Britain still has a lot going for it. It has strong university cities, not least London, a thriving research base, great creative industries and an irrepressible financial sector. Unlike in the 1970s it has a dynamic labour market. We should not get too downhearted.
But there is no denying that Britain has a problem.
First, Rishi Sunak, the prime minister, and Jeremy Hunt, the chancellor, are still picking up the pieces from their disastrous inheritance. To regain credibility, they have had to pursue a much more restrictive policy than would have been the case had Liz Truss never become premier. At the same time, the Bank of England will have to keep interest rates higher for longer, having kept policy too loose in 2021. Macroeconomic policy will hold back growth in the short run. But that’s a price worth paying for restoring stability.
Second, there was a perfectly respectable political case for Brexit. And many of Britain’s problems predate its departure from the EU. But the evidence that Brexit is a drag on economic performance is compelling. Britain’s trade is growing more slowly than it did in the past. Inward investment is lower now that the UK is no longer a gateway to the single market. In a protectionist world dominated by large trading blocs Britain finds itself isolated. The tide of competition, which was a central driver of British productivity growth in the 1990s and 2000s, has receded.
Third, the UK has an inefficient and underpaid public sector. The government’s solution has been to use inflation to impose the biggest cuts in real wages in generations. History suggest this policy is unsustainable.
Finally, the economy is suffering from chronic under-investment, both in the private and public sectors. Infrastructure policy has been driven by prestige projects rather than a hard-headed focus on which ones might yield the biggest economic return. Lack of house building and poor land use remain major barriers to growth. Every government promises planning reform; every government backs off.
But all is not lost. The pendulum has begun to swing. The Sunak government is showing signs of wanting to tackle problems rather than to deny their existence, notably by making the NHS one of its “five priorities”. A re-energised Labour party is waiting in the wings.
Positive noises are also emerging from the negotiations on the Northern Ireland Protocol. If the government can finally get Brexit done, it can begin to focus on how Britain co-operates with the EU. This will be a slow process. But the country will find a new equilibrium consistent with the wishes of the electorate to make it easier to do business with our main trading partner.
Next, it needs to create an environment that encourages investment and innovation.
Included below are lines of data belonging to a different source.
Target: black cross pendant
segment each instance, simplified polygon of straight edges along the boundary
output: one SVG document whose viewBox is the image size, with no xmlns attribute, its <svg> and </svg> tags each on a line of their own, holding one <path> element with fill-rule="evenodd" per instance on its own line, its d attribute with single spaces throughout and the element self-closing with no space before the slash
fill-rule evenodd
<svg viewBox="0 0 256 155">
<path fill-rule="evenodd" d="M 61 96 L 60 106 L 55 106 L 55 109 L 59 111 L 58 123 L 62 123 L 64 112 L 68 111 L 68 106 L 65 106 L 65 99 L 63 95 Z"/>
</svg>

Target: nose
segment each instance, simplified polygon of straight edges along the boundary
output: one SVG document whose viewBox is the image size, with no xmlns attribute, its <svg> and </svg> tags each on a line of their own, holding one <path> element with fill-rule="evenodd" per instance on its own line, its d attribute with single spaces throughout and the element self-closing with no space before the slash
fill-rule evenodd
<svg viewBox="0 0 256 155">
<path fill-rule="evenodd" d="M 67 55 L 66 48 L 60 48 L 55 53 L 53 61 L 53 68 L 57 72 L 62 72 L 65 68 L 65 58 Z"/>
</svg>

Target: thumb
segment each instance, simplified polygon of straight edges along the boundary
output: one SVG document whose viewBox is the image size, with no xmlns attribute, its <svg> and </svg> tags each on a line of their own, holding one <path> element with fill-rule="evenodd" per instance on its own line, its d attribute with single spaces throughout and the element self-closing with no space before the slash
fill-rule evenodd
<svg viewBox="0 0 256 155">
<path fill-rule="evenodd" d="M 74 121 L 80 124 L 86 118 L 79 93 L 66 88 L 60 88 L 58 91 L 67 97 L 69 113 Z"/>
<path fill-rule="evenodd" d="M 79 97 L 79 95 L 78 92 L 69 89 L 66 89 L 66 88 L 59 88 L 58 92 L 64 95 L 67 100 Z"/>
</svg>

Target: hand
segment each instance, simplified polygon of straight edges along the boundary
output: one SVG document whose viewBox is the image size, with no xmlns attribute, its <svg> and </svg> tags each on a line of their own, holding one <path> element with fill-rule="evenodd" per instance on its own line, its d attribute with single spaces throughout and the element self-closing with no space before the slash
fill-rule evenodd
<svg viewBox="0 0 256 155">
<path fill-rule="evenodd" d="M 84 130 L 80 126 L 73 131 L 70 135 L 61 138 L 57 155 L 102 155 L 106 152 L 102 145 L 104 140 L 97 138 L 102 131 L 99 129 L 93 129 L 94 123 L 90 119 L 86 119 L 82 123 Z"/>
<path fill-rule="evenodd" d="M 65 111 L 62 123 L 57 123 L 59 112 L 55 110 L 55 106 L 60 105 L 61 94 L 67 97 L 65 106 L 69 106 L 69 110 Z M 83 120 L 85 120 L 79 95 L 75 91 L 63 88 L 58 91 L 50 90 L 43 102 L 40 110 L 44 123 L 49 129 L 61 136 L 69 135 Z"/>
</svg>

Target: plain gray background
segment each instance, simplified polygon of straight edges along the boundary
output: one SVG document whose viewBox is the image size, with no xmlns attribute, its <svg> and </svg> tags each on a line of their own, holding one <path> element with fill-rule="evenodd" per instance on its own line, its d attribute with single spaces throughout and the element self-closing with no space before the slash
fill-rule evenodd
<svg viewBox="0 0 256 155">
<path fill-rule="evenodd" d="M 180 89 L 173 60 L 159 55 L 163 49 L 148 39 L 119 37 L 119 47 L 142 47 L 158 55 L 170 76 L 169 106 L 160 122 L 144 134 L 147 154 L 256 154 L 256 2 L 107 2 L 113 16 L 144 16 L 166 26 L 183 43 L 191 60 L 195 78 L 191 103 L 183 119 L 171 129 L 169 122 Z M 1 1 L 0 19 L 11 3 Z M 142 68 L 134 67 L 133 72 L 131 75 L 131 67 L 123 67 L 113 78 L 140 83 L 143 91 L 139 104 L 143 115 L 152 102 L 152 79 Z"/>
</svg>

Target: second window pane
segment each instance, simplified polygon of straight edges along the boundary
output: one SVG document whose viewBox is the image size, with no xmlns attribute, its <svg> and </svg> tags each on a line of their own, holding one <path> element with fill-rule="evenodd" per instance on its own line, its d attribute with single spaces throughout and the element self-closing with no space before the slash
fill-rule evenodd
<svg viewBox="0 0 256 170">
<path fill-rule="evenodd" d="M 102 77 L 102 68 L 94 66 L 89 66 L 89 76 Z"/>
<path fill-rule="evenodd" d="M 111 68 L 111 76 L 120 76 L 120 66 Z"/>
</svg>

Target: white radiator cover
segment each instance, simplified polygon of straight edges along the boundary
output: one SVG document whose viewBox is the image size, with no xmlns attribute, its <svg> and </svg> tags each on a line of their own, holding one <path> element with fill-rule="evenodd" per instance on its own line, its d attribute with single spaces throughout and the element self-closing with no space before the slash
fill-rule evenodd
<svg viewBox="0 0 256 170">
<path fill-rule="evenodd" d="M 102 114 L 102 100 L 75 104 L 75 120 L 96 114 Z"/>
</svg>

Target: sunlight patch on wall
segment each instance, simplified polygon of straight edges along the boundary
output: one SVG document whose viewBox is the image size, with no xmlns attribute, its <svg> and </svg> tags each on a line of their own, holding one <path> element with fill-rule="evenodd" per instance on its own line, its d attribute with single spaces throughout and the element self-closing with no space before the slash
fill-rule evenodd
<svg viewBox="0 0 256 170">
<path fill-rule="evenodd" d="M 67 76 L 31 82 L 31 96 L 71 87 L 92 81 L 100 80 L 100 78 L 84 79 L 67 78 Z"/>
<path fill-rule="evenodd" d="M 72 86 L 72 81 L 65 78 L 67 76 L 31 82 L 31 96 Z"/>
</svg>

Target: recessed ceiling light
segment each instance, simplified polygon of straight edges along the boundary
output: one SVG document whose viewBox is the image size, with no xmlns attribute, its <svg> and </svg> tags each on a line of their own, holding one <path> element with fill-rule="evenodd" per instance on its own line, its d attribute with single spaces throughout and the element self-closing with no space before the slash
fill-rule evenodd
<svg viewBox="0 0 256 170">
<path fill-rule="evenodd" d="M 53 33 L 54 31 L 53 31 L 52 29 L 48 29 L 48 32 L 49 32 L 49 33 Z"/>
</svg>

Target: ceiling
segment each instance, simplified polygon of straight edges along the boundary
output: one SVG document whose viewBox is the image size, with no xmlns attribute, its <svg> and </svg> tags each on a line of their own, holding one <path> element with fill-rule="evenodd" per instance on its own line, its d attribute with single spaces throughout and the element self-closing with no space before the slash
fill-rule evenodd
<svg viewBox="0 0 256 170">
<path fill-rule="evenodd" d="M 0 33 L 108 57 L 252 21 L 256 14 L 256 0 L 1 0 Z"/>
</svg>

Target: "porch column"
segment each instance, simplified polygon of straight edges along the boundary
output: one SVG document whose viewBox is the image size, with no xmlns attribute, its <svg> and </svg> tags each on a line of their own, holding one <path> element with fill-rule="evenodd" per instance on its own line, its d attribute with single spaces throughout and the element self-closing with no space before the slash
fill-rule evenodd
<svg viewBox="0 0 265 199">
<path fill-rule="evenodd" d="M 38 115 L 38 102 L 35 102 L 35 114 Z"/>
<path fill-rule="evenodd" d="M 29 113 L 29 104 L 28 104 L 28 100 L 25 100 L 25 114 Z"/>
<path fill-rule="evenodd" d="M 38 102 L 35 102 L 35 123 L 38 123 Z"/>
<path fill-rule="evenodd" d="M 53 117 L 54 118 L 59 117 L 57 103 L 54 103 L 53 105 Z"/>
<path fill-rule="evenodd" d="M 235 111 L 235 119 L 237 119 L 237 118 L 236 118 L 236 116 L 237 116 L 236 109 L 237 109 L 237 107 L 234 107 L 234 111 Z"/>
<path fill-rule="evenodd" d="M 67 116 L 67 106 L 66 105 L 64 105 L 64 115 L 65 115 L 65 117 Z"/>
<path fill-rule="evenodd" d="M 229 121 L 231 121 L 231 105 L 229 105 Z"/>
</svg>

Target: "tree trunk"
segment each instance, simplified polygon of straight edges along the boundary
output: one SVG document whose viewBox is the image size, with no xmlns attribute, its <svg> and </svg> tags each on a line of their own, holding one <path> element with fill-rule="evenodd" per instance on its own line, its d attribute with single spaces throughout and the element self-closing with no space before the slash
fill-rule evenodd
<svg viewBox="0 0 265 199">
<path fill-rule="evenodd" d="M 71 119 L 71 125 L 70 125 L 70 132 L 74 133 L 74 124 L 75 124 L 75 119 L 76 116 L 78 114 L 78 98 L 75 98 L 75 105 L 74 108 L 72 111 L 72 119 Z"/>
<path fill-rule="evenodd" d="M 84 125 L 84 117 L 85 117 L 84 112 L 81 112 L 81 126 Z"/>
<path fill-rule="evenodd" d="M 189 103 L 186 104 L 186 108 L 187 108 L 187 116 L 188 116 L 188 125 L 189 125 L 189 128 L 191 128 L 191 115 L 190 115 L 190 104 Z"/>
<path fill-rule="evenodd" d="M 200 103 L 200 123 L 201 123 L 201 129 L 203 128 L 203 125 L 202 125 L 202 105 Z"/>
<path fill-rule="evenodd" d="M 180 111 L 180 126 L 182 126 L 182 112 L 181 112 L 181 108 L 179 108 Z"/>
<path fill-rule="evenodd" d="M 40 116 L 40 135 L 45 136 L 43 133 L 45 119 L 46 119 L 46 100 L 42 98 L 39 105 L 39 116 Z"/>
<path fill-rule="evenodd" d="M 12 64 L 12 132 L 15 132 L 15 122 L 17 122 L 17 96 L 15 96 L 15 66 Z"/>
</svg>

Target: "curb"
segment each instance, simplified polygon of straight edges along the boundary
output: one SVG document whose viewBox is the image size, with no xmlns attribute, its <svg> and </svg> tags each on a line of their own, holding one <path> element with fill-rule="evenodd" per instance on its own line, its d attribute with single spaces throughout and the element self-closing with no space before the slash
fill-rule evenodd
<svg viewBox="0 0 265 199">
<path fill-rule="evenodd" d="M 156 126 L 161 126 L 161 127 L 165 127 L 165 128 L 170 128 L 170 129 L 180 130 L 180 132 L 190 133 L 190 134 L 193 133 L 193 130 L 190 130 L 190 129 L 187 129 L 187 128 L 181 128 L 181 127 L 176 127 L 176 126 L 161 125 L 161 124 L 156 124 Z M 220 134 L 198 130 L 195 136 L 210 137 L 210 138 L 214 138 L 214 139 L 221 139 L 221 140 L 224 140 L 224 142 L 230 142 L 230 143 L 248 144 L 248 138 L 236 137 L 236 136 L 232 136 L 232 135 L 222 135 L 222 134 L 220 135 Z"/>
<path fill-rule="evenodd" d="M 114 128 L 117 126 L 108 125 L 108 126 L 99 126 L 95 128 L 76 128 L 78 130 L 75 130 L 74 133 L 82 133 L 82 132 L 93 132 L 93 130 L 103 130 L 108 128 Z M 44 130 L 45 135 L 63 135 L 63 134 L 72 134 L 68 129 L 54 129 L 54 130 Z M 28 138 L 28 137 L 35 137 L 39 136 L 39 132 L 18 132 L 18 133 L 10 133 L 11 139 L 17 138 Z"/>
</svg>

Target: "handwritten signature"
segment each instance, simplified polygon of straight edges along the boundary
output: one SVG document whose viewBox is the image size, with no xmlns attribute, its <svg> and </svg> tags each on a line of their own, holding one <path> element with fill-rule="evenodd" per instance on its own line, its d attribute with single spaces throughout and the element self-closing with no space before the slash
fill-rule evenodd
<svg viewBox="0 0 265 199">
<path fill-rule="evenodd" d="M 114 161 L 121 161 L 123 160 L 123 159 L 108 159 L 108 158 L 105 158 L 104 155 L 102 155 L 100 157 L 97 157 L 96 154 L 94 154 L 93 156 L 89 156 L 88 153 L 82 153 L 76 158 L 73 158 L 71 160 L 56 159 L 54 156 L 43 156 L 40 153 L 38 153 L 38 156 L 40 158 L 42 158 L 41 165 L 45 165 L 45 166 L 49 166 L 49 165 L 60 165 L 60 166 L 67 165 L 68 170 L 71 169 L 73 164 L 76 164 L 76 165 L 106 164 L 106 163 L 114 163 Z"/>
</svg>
Macroeconomic stability should help, as would a supportive tax regime. Public investment needs to be focused on maximising returns. At some point, a government will create a better planning system and more efficient taxes on property. But above all ministers need to prioritise skills, now that we no longer rely on the central European taxpayer to train our workforce.
Sooner rather than later the government needs to accept that it can’t cut wages in the public sector year after year. But the quid pro quo needs to be a renewed focus on reform and productivity. The obvious starting point is the NHS.
The country needs an honest conversation about what an ageing population and a more dangerous world means for taxation. Simply raising the age of eligibility for the state pension is not enough. Sunak missed a trick when he repealed the health and social care levy. He should resist backbench Tory calls for pre-election tax cuts the country can’t afford.
For much of the last 40 years, the British economy outperformed those of our near neighbours. If the nation grasps the nettle of sensible structural reform, there is every reason it can do so again.